AmCham members include powerful multinationals such as General Electric, Citi, Disney and Pfizer.
“It’s disappointing,” AmCham CEO James Kim said during a webinar in January, speaking about Lee’s jail term. âObviously, Samsung is such an important company. But we also understand that there is a rule of law in Korea.
So, are American companies putting all their weight on Korean companies?
âI can understand that people might think it’s a little embarrassing,â said Tami Overby, former chairman and CEO of the American Chamber of Commerce in Korea. “However, I think Americans don’t understand the context.”

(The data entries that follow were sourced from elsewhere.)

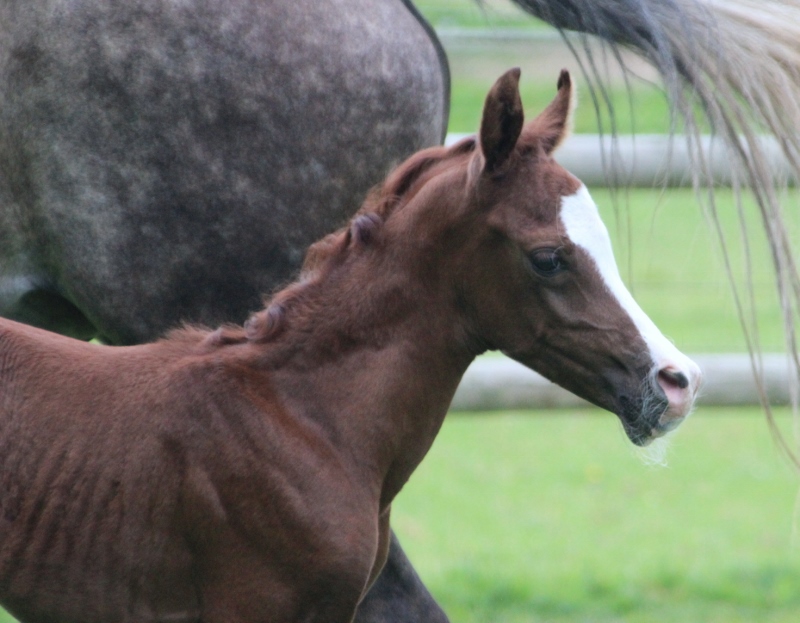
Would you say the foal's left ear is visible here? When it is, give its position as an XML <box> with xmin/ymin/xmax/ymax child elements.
<box><xmin>522</xmin><ymin>69</ymin><xmax>576</xmax><ymax>154</ymax></box>
<box><xmin>480</xmin><ymin>67</ymin><xmax>523</xmax><ymax>173</ymax></box>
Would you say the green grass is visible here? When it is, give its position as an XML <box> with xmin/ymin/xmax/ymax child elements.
<box><xmin>592</xmin><ymin>189</ymin><xmax>797</xmax><ymax>353</ymax></box>
<box><xmin>414</xmin><ymin>0</ymin><xmax>550</xmax><ymax>29</ymax></box>
<box><xmin>393</xmin><ymin>409</ymin><xmax>800</xmax><ymax>623</ymax></box>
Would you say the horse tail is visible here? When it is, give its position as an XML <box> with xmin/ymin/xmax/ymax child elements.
<box><xmin>514</xmin><ymin>0</ymin><xmax>800</xmax><ymax>466</ymax></box>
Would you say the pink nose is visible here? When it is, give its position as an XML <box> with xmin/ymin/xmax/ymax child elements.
<box><xmin>656</xmin><ymin>362</ymin><xmax>701</xmax><ymax>430</ymax></box>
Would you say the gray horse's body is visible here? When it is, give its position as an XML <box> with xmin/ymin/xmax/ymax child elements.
<box><xmin>0</xmin><ymin>0</ymin><xmax>449</xmax><ymax>344</ymax></box>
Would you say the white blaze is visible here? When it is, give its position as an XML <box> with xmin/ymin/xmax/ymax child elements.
<box><xmin>561</xmin><ymin>184</ymin><xmax>700</xmax><ymax>388</ymax></box>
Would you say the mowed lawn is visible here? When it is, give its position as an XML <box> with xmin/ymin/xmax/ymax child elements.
<box><xmin>392</xmin><ymin>408</ymin><xmax>800</xmax><ymax>623</ymax></box>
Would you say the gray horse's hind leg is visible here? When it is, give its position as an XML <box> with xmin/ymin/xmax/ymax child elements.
<box><xmin>355</xmin><ymin>532</ymin><xmax>449</xmax><ymax>623</ymax></box>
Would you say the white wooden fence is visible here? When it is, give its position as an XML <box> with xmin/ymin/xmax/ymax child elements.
<box><xmin>452</xmin><ymin>354</ymin><xmax>790</xmax><ymax>411</ymax></box>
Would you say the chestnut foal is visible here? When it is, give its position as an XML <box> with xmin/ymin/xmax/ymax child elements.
<box><xmin>0</xmin><ymin>70</ymin><xmax>700</xmax><ymax>623</ymax></box>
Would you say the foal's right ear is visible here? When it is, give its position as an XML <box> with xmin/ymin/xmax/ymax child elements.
<box><xmin>480</xmin><ymin>67</ymin><xmax>524</xmax><ymax>173</ymax></box>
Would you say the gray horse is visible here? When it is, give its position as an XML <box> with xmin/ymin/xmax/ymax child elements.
<box><xmin>0</xmin><ymin>0</ymin><xmax>800</xmax><ymax>621</ymax></box>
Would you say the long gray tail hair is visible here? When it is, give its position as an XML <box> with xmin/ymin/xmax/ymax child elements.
<box><xmin>514</xmin><ymin>0</ymin><xmax>800</xmax><ymax>458</ymax></box>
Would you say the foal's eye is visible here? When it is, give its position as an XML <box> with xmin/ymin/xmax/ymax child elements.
<box><xmin>528</xmin><ymin>249</ymin><xmax>564</xmax><ymax>277</ymax></box>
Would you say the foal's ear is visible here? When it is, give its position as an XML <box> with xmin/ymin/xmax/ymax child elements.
<box><xmin>480</xmin><ymin>67</ymin><xmax>523</xmax><ymax>173</ymax></box>
<box><xmin>522</xmin><ymin>69</ymin><xmax>576</xmax><ymax>154</ymax></box>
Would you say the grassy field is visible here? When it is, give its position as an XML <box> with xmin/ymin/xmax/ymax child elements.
<box><xmin>393</xmin><ymin>409</ymin><xmax>800</xmax><ymax>623</ymax></box>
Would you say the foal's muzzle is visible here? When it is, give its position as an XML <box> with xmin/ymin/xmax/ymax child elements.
<box><xmin>625</xmin><ymin>358</ymin><xmax>702</xmax><ymax>446</ymax></box>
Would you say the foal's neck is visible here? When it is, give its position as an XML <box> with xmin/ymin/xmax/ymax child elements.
<box><xmin>262</xmin><ymin>260</ymin><xmax>474</xmax><ymax>508</ymax></box>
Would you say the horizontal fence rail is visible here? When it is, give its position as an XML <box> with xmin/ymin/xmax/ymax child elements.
<box><xmin>446</xmin><ymin>133</ymin><xmax>797</xmax><ymax>188</ymax></box>
<box><xmin>451</xmin><ymin>354</ymin><xmax>790</xmax><ymax>411</ymax></box>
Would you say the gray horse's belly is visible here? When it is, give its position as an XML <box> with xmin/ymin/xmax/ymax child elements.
<box><xmin>0</xmin><ymin>0</ymin><xmax>448</xmax><ymax>343</ymax></box>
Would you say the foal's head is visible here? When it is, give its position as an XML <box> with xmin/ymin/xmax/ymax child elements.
<box><xmin>349</xmin><ymin>70</ymin><xmax>700</xmax><ymax>444</ymax></box>
<box><xmin>464</xmin><ymin>70</ymin><xmax>700</xmax><ymax>444</ymax></box>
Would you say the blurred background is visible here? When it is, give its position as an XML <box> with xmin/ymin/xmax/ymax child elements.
<box><xmin>393</xmin><ymin>0</ymin><xmax>800</xmax><ymax>623</ymax></box>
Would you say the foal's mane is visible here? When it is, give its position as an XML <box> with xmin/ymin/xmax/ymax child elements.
<box><xmin>204</xmin><ymin>137</ymin><xmax>477</xmax><ymax>347</ymax></box>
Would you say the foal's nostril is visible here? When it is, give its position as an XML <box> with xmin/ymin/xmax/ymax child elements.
<box><xmin>658</xmin><ymin>368</ymin><xmax>689</xmax><ymax>389</ymax></box>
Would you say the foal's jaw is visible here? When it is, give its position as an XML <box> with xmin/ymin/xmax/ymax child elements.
<box><xmin>560</xmin><ymin>185</ymin><xmax>701</xmax><ymax>445</ymax></box>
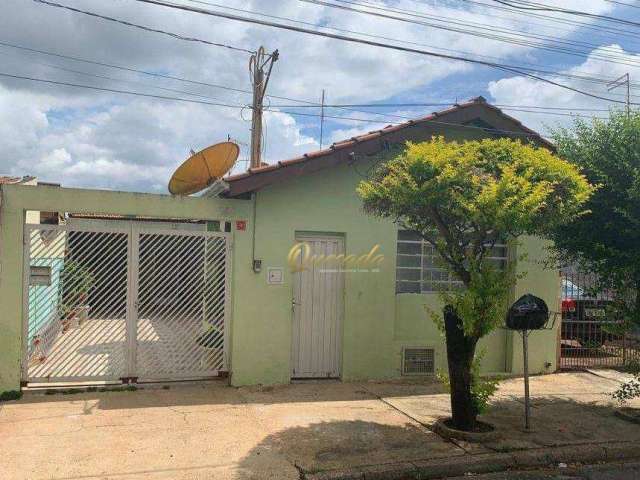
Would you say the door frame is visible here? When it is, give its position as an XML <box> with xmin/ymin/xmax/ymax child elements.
<box><xmin>289</xmin><ymin>231</ymin><xmax>346</xmax><ymax>380</ymax></box>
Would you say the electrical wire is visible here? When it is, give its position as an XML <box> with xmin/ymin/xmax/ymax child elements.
<box><xmin>0</xmin><ymin>42</ymin><xmax>610</xmax><ymax>120</ymax></box>
<box><xmin>493</xmin><ymin>0</ymin><xmax>640</xmax><ymax>27</ymax></box>
<box><xmin>26</xmin><ymin>0</ymin><xmax>638</xmax><ymax>95</ymax></box>
<box><xmin>33</xmin><ymin>0</ymin><xmax>255</xmax><ymax>54</ymax></box>
<box><xmin>185</xmin><ymin>0</ymin><xmax>640</xmax><ymax>96</ymax></box>
<box><xmin>452</xmin><ymin>0</ymin><xmax>638</xmax><ymax>41</ymax></box>
<box><xmin>127</xmin><ymin>0</ymin><xmax>637</xmax><ymax>105</ymax></box>
<box><xmin>0</xmin><ymin>72</ymin><xmax>600</xmax><ymax>138</ymax></box>
<box><xmin>299</xmin><ymin>0</ymin><xmax>640</xmax><ymax>66</ymax></box>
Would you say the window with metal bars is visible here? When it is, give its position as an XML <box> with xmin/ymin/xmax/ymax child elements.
<box><xmin>396</xmin><ymin>230</ymin><xmax>507</xmax><ymax>293</ymax></box>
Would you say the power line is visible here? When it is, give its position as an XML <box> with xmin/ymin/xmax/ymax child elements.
<box><xmin>0</xmin><ymin>41</ymin><xmax>620</xmax><ymax>120</ymax></box>
<box><xmin>127</xmin><ymin>0</ymin><xmax>636</xmax><ymax>103</ymax></box>
<box><xmin>26</xmin><ymin>0</ymin><xmax>640</xmax><ymax>93</ymax></box>
<box><xmin>0</xmin><ymin>47</ymin><xmax>244</xmax><ymax>101</ymax></box>
<box><xmin>33</xmin><ymin>0</ymin><xmax>255</xmax><ymax>54</ymax></box>
<box><xmin>299</xmin><ymin>0</ymin><xmax>639</xmax><ymax>66</ymax></box>
<box><xmin>456</xmin><ymin>0</ymin><xmax>638</xmax><ymax>40</ymax></box>
<box><xmin>185</xmin><ymin>0</ymin><xmax>640</xmax><ymax>91</ymax></box>
<box><xmin>493</xmin><ymin>0</ymin><xmax>640</xmax><ymax>27</ymax></box>
<box><xmin>272</xmin><ymin>102</ymin><xmax>610</xmax><ymax>112</ymax></box>
<box><xmin>604</xmin><ymin>0</ymin><xmax>640</xmax><ymax>8</ymax></box>
<box><xmin>0</xmin><ymin>40</ymin><xmax>424</xmax><ymax>120</ymax></box>
<box><xmin>0</xmin><ymin>72</ymin><xmax>596</xmax><ymax>138</ymax></box>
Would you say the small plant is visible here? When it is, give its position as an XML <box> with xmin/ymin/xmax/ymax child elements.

Overby, now a senior director of consultancy firm McLarty Associates, said that in Korea, when the president asks for a favor or a donation from a business executive, it’s not really a request. Deliver, otherwise.
If Lee remains behind bars, Overby is concerned about blocking a planned Samsung chip factory in the United States amid a global semiconductor shortage.
âThere is still $ 17 billion on the table which will hopefully eventually go to the United States,â Overby said. “But the only one who can pull the trigger on this investment is President Lee.”
Not everyone agrees that Lee is a boardroom version of an essential worker.
“He is not [a] proven business leader in Korea, âsaid Sangin Park, an economist at Seoul National University and outspoken critic of the chaebol system. “He can’t be compared to Steve Jobs, Bill Gates and others.”
Lee’s case shows the power of big business money, Park said, including that of AmCham.
“I suspect the leadership of AmCham is tied to the interests of the Korean chaebol,” Park said.
Amcham declined an interview but said in a statement that “our intention is not to lobby.”
Yet his support for the Samsung mogul and his potential forgiveness raises a familiar question: Are Korean giants, as they say, too big to be jailed?